Thinking about Leonard Cohen

When my father came home from a tour of duty in Korea around 1970 he brought back some stereo equipment that he’d acquired overseas, including a reel-to-reel tape player/recorder and a number of tapes, both dubbed or bought commercially. I spent a lot of time in our basement listening to the Beatles “Revolver,” Moody Blues “Days of Future Passed” and “In Search of the Lost Chord,” and Leonard Cohen’s “Songs from a Room.” At the time I was more interested in the psychedelia of the first two, but Cohen’s “Bird on the Wire” made a lasting impression, as did the back cover photo of Marianne Ihlen in Cohen’s white-washed room in Hydra, wearing nothing but a towel.

It wasn’t until adulthood that I began to seriously explore Cohen’s catalog and to discover a kindred spirit. I collected his albums, read his poetry, and got lost in the experimental fiction of his novel, “Beautiful Losers.” It didn’t hurt that he was someone I could sing along to, matching his baritone note for note. The long term effects of subjecting my two elementary-age children to school commutes saturated with the music of L. Cohen have yet to be fully known.

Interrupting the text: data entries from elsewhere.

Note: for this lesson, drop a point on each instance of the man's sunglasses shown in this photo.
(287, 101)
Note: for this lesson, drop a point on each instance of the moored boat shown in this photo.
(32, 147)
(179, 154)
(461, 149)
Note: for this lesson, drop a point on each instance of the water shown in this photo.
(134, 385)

I lamented his infrequent forays into the studio, but understood that he was otherwise occupied, having adopted the robes of a Zen monk. The songs we did have were things of beauty, works of spirit. And then…astonishment… surprise …elation …a new album and, deep into his 70s, a world tour! Followed by a second.

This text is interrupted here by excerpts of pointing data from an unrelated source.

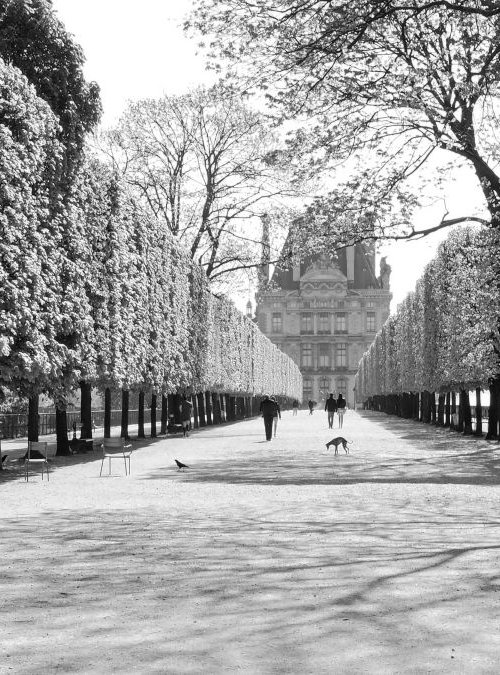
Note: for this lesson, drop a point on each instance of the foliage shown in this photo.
(444, 335)
(30, 355)
(36, 42)
(383, 91)
(201, 164)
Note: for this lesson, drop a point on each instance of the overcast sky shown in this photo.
(138, 49)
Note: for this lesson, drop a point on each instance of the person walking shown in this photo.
(277, 415)
(186, 407)
(331, 408)
(267, 410)
(341, 403)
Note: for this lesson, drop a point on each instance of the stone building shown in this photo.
(324, 313)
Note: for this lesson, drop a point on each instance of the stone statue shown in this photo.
(385, 273)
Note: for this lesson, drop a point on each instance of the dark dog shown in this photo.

I still feel honored that my sister, Carol, gave me the opportunity to see Leonard with her at Merriweather Post Pavilion in May 2009, and then to be able to see him again a few months later here in Nashville in the company of another dear friend. His late-in-life performances were amazing and moving, to say the least.

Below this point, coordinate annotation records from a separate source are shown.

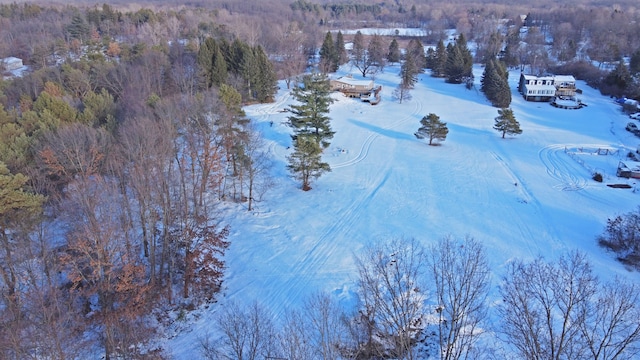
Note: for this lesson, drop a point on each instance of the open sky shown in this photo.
(522, 197)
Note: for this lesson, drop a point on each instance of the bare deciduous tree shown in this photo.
(324, 323)
(391, 286)
(247, 333)
(544, 306)
(461, 276)
(612, 329)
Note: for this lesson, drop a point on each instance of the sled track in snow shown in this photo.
(325, 245)
(562, 167)
(366, 145)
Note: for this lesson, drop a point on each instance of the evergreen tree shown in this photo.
(408, 78)
(408, 73)
(213, 66)
(376, 53)
(394, 55)
(459, 64)
(218, 68)
(309, 117)
(432, 128)
(328, 55)
(495, 85)
(266, 81)
(506, 123)
(509, 56)
(440, 61)
(306, 161)
(634, 63)
(360, 56)
(415, 49)
(431, 58)
(341, 51)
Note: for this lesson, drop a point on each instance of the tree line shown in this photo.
(112, 169)
(417, 302)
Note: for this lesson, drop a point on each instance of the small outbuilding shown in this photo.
(12, 63)
(352, 87)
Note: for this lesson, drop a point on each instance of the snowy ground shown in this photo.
(522, 196)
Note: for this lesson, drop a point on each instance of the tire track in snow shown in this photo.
(562, 169)
(325, 246)
(366, 145)
(525, 228)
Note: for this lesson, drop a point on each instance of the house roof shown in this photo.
(540, 87)
(564, 78)
(11, 59)
(351, 81)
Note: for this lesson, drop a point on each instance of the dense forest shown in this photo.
(126, 133)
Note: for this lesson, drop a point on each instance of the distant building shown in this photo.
(546, 88)
(12, 63)
(351, 87)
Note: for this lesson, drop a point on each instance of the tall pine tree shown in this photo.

His studio output since then as been prodigious by previous standards. Last weekend, my girlfriend and I were listening to his new album, “You Want it Darker,” while riding in my car. It closes movingly, with a reprise of an earlier song, “Treaty,” this time with a string quartet. The tone is elegiac. The final words: “I wish there was a treaty/Between your love and mine.” Was he talking to God? Was he speaking to those he was about to leave? Both, probably. I remarked that at 82 it must be hard for an artist…not knowing whether any statement might be your last. With his triumphal tours and the albums that followed, the man in the Famous Blue Raincoat gave us a late career flourish. I’m thankful for that, as I am for all his work.

He “came so far for beauty.” Thankfully, he “left so much behind.”